We are also seeing it with regard to pressure from Washington on Turkey to abandon its improving relations with Russia, in particular Ankara’s purchase of the S-400 air defense system.
At a NATO meeting last week in Brussels, the US Secretary of Defense Mark Esper said: “Turkey put us in a terrible position. We see them spinning closer into Russia’s orbit than into the Western orbit.”
America’s obsessive possessiveness is a tyranny that runs deeply through its foreign relations. Either nations are subservient to Washington or they are cast as reprobates that must be brought to heel, either through economic sanctions, covert destabilization, regime change, or war.
The US maintains sanctions on Russia, Iran, Venezuela, Cuba, North Korea and others for the simple reason that such countries are not subservient to American demands. The sanctions on Iran are perhaps the most illustrative of US hegemonic dictate. Washington demands that all countries obey by its unlawful embargo on Iranian oil exports. Again, it’s the mentality of “with us or against us”.
This zero-sum ultimatum has been imposed on Armenia by the Trump administration even though Armenia has long historical and cultural ties with Iran.

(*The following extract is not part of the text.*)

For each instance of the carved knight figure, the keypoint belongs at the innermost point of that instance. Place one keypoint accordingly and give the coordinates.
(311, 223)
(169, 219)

Landlocked Armenia with a population less than three million is developing joint gas pipeline projects with Iran which will be crucial to the former’s economic development.
Armenia, a former Soviet republic, has strong and enduring economic ties with its neighbors of Russia, Belarus, Kazakhstan and Kyrgyzstan as part of the Eurasian Economic Union (EAEU). It is also a member of the Commonwealth of Independent States (CIS), along with Russia, Azerbaijan, Belarus, Kazakhstan, Kyrgyzstan, Moldova, Tajikistan and Uzbekistan. Armenia derives vital security guarantees as a member of the Collective Security Treaty Organization (CTSO) also comprising Russia, Kazakhstan, Kyrgyzstan, Tajikistan and Uzbekistan.
It is simply ludicrous to impose a demand on Armenia to choose between “East and West”. It has centuries of relations with its Eurasian neighbors, Russia in particular.
It is of course entirely reasonable that Yerevan wants to pursue a multilateral policy of friendship between East and West. But America’s hegemonic imperialism is such that it requires a false choice to be made. It is the zero-sum imposition of that choice that creates problems, tensions and ultimately conflict. Armenia is being made to walk a dangerous tightrope when it shouldn’t have to. That is the fate of those who encounter Washington’s bullying zero-sum tyranny.